Southern Airways Express plans to begin service to Memphis, Tenn.; Gulf Shores, Ala.; Panama City, Fla.; Destin, Fla.; and Oxford, Miss., next month as part of the company’s plan to create an affordable alternative to the weekend road trip, said R. Stan Little, the company’s founder.
Little said the company hopes to eventually offer three to four flights daily from New Orleans, starting around June 26. One-way tickets on the airline will range from $129 to $249, and the planes will seat nine passengers, Little said.
Lakefront Airport hasn’t had scheduled commercial service since flights were moved to Moisant Field in Kenner in 1946 because of the need for increased air traffic capacity. Moisant Field eventually became Louis Armstrong International.
The airport, situated on Lake Ponchartrain, is in the middle of a $17 million renovation of its main terminal with the goal of restoring the facility’s Art Deco design after it was damaged by Hurricane Katrina.
However, Little’s company won’t be using that terminal, and instead will contract with one of the airport’s three fixed-base operators to handle its planes. Fixed-base operators often provide the primary scheduling, aircraft parking and concierge service at smaller airports. Little said his company is finalizing a deal with Flightline First Aviation, although he’s not opposed to discussing the possibility of using the airport’s main terminal when it is completed.
“We would love to have that discussion,” Little said.
Typically, establishing dedicated air service would require clearance from the Transportation Security Administration, but because the company will only use airplanes with nine seats, such approval is not necessary, Little said.
Southern Airways will run standard background checks on all passengers to make sure they don’t appear on TSA’s No Fly list, and company pilots will be trained to spot suspicious behavior.

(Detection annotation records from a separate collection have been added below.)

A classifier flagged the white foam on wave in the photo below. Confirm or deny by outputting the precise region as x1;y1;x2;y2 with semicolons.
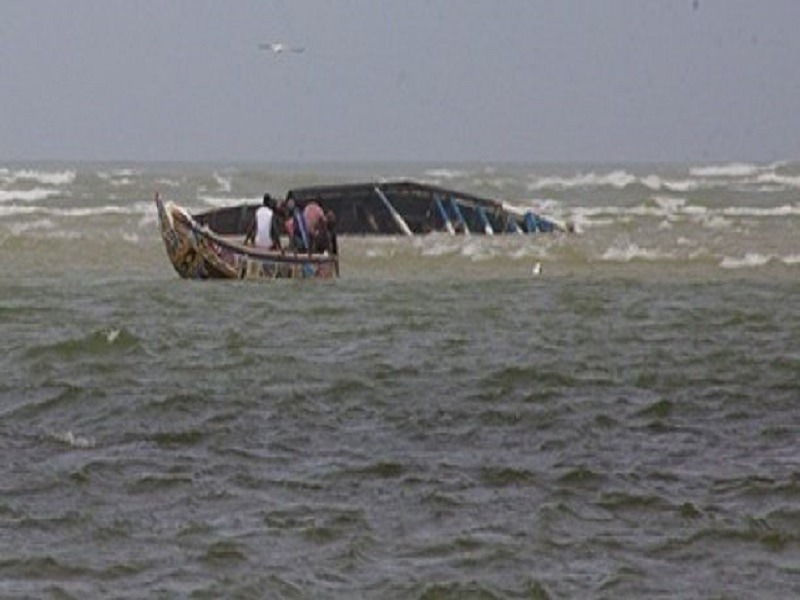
0;188;62;202
214;172;233;194
719;252;775;269
0;202;150;218
720;204;800;217
600;243;675;263
527;170;637;191
9;219;56;236
0;168;76;186
197;196;253;208
756;172;800;191
425;168;467;181
689;162;762;177
53;431;95;450
640;175;700;193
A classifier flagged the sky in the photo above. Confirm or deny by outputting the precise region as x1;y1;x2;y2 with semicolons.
0;0;800;163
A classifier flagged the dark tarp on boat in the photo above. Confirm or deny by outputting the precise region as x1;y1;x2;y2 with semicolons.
195;181;557;235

In addition, the company has the right to search any bags upon request, he said. The more relaxed security environment is a selling point for the company, he said.
“Generally these planes are not the sort of planes anybody is going to have any interest in hijacking,” Little said.
Little’s intentions caught some airport officials by surprise since the company didn’t have to go through the Orleans Levee District, which manages the airport, to gain approval. Louis Capo, the director of non-flood assets for the levee district, said he hadn’t had a chance to examine Little’s plans, but didn’t foresee the move as a problem since the airport’s fixed base operators regularly handle planes of that size.
Capo confirmed that it would be the first time the airport has had planes arriving and departing on a fixed schedule since 1946. He said the change could only be a positive for the airport.
Stephen Oliveri, a Metairie resident who follows aviation issues, called the news promising for the airport, although he said one of the keys for Southern Airways will be getting less affluent residents to consider the Lakefront Airport for their normal travel.
Because dedicated service has been absent from the facility for so long, many residents won’t seek it out when planning a trip, said Oliveri, who has previously worked for Frontier and Air Tran Airways.
“I think promotion would be the key,” Oliveri said.
Little said his company will target those travelers who may previously have driven to the Gulf Coast or Mississippi because of the cost of airfare. The company expects New Orleans to be one of its busiest locations because of its existing appeal as a tourist destination, Little said.
“New Orleans is a great weekend destination for people who live in the Destin area,” he said. “New Orleans provides another destination airport and not just another origination airport for us. ... Our competition is not airlines at Armstrong. Our competition is Ford and General Motors.”